My Father's War, page 7
‘What about us?’
‘We stay put. For the time being. Stay indoors.’
I suddenly remember our plans. ‘But—we were going to see that man, Mr Sureau—about Mum.’
‘No, Annie,’ she said firmly. ‘It would be sheer madness. We are safe here for the moment. And here we stay, for the moment.’
Fury filled me. ‘I hate the Germans!
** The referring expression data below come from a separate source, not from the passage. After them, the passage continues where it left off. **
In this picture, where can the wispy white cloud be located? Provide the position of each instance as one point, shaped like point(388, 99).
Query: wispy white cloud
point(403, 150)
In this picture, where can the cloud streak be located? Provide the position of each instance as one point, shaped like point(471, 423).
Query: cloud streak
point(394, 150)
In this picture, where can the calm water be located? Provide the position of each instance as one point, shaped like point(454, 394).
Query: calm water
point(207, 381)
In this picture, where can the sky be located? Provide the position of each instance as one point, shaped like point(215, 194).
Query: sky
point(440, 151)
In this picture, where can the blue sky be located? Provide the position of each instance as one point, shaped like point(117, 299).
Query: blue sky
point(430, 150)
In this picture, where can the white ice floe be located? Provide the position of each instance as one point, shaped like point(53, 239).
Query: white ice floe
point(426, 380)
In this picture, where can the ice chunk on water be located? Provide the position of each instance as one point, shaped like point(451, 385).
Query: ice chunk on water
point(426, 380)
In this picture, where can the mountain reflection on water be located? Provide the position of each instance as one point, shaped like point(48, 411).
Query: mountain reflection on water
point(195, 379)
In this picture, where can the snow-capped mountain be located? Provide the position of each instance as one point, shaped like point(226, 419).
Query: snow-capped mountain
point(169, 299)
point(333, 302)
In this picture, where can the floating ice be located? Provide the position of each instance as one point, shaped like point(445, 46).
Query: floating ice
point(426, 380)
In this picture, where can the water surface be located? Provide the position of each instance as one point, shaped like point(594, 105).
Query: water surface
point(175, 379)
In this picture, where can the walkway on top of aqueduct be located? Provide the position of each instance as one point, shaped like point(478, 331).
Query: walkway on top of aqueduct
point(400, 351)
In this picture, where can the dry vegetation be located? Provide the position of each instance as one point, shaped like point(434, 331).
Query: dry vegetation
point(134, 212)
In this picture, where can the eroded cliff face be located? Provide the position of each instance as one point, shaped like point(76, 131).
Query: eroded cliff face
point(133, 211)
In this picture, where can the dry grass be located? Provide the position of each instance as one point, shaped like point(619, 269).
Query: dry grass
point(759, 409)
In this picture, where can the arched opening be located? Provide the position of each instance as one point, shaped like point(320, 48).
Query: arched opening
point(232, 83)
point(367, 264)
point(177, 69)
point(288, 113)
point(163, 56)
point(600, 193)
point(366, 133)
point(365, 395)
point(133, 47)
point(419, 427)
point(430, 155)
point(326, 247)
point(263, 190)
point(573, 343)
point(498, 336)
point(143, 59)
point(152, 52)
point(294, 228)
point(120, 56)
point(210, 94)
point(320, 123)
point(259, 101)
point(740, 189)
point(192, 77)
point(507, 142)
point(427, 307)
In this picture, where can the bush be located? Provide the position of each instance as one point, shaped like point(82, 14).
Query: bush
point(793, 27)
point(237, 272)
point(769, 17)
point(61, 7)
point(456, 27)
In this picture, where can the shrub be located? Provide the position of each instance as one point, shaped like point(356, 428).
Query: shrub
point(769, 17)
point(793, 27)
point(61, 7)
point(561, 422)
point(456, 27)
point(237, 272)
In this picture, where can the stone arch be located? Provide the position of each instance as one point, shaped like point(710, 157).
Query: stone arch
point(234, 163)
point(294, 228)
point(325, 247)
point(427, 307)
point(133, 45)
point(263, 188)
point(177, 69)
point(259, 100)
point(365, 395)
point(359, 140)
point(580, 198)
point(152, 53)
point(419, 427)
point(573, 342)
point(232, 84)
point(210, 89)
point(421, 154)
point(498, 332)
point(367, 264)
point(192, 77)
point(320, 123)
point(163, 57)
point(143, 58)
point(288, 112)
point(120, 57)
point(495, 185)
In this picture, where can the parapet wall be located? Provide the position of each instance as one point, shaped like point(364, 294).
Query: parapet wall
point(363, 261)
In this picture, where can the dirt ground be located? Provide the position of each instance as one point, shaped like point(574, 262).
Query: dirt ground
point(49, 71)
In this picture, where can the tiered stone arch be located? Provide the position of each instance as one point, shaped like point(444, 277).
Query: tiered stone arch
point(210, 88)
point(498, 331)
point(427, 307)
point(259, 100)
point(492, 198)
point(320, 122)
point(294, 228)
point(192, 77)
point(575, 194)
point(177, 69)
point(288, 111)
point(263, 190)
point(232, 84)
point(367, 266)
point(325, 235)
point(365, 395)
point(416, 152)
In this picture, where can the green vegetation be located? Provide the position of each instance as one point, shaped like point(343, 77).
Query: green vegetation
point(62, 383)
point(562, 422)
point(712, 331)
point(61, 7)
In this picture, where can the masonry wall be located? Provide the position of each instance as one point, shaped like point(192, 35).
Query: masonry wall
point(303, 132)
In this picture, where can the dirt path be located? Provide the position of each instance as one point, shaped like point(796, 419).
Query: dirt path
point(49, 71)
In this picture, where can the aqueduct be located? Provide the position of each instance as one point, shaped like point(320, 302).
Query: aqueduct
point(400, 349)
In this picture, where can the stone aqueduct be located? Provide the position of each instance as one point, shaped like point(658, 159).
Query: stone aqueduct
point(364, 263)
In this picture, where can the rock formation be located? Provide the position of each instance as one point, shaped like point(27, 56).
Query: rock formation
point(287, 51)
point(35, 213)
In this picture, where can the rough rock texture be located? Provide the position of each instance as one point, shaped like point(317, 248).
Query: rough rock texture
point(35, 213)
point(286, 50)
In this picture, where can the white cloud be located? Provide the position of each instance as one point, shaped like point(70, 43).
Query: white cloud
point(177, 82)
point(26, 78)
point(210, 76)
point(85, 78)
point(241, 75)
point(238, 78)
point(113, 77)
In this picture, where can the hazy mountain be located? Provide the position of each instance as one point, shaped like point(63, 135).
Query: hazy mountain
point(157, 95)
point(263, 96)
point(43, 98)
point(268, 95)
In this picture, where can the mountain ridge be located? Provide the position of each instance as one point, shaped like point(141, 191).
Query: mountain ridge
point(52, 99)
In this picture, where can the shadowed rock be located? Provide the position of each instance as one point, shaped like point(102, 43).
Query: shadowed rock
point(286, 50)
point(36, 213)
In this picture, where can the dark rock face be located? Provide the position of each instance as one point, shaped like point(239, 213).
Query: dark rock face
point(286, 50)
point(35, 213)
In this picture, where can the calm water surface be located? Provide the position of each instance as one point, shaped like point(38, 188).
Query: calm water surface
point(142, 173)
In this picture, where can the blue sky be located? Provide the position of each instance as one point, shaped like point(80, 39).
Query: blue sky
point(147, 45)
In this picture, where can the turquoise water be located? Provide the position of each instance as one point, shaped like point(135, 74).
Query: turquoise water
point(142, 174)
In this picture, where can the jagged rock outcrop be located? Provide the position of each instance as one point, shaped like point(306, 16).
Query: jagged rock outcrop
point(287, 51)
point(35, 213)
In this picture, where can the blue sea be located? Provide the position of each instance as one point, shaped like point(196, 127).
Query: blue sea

I hate them so much!’
The other three laughed. Julie spluttered, ‘You’re not alone in that, child.’
They’re so calm. I can’t be, though I try to master my fear. How can you get used to this? How can you? It’s one thing to know we’re at war, but it’s quite another thing to be where the shells are actually falling. Every time, I think, what if it comes closer? What if there is a direct hit? Or what if the Germans pound and pound and pound till nothing is left of Amiens? I hate them, I hate them, I hate them, I wish they were all dead, I wish they would all go home and leave us alone.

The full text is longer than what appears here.